There are a couple of good case studies out of Edmonton. Specifically, Shawn Horcoff, a very good two-way player who got paid in the summer of 2008 and hasn’t been anywhere near worth his contract if you look at the offensive numbers. Again, I’ll have more on those.

No. 3 – Luuuuuuu

All through this goaltending saga I’ve remained adamant that while Roberto Luongo is a better goaltender than James Reimer or Ben Scrivens, there are no two more unnatural trading partners for this particular deal than Vancouver and Toronto.

The Canucks need centremen, and the centremen the Leafs have to offer are either worth too much (Kadri, Mikhail Grabovski) or too little (Tyler Bozak, Joe Colborne) for the return to benefit both clubs mutually. Additionally, as I mentioned in my Trade Deadline “Buyers” post, the Leafs don’t particularly need goaltending. Reimer’s still raw, but he’s been fine as a starter in his career thank-you-very-much. I’ve never really bought that Toronto was involved in any sort of deal for Luongo, but these are the rumours we’ll be subjected to as the media networks promote their trade deadline shows.

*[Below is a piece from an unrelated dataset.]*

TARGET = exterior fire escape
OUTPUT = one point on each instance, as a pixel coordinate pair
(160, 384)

The talk will keep up until Luongo inevitably gets traded somewhere else. During the days of Vesa Toskala and Jonas Gustavsson, goaltending was a big issue. Again, the Leafs are on a 100-point per 82-game pace (47-28-13) in games where Reimer has earned a decision. I hate using goalie wins and losses as a proxy for goaltender quality, but we’re talking about a team that has issues at centre, defence and has fired a coach and general manager since Reimer took over between the pipes.

No. 4 – Leastern Conference

Before the season, it was expected that maybe 54 or 55 points would be the minimum threshold for the playoffs.

Take a look at how each team fares over 48 games at their current point pace:

  Games Points Points/48
PIT 36 56 75
MTL 34 49 69
BOS 33 46 67
OTT 35 44 60
TOR 36 44 59
NJD 35 39 53
WPG 36 38 51
CAR 33 34 49
NYR 34 35 49
NYI 35 35 48
WSH 34 33 47
BUF 35 32 44
PHI 34 31 44
TBL 34 31 44
FLA 36 28 37

The Conference is so top-heavy. Out West, the 8th place St. Louis Blues would hit 52 points over their 48-game pace. Those are much lower numbers than we expected. I doubt it would only take 50 points to make the playoffs in the Eastern Conference.

No. 5 – Casting call

Running a blog is hard. Running a blog with a few contributors is hard. We work pretty hard each day to get you Toronto Maple Leafs content and analysis you can’t find anywhere else on the web (we’ll have a 36-game scoring chance update sometime this week).

If you have the urge to write a little bit about the Leafs for some exposure, shoot me an email, which is in all the biographical information below. This is a pretty unorthodox way to go about things, but at the Nations we pride ourselves on finding multiple voices and multiple points of view about all things hockey.

  • It could, and unfortunately I didn’t take any zone entry data this season. But I don’t think Lupul’s abilities changed over night. It’s clear he has a lot more space to work with since teams are concentrating on Kadri.

  • SiSmith

    I’ve really been enjoying an alternate point of view on hockey and the leafs in particular! Not that I agree on everything but its generally a fair and well reasoned analysis! What kind of help are you looking for?

  • I thought about this the other day after the Hurricanes game. Zone entries would be cool to track. I believe in that game vs Carolina, Kessel and Frattin contributed most of the controlled zone entries, but I agree that Kadri definitely seems to carry the puck in a lot

  • Mason from NC

    Re: goaltending, there’s no reason to immediately distrust Reimer and Scrivens after the work they’ve been doing.

    Let’s quickly look at some stats between last year and this year.

    Last season

    3.12 team GAA
    .898 team SV%

    This season

    2.63 team GAA
    .916 team SV%

    If you had told me before this season started that those numbers would shift like that, I’d have asked you who we gave up for Luongo. Through 36 games (a decent sample size, particularly in this year’s context), the Leafs’ goaltending has not been an issue. It shouldn’t be a main priority, just as Nonis reiterated this afternoon.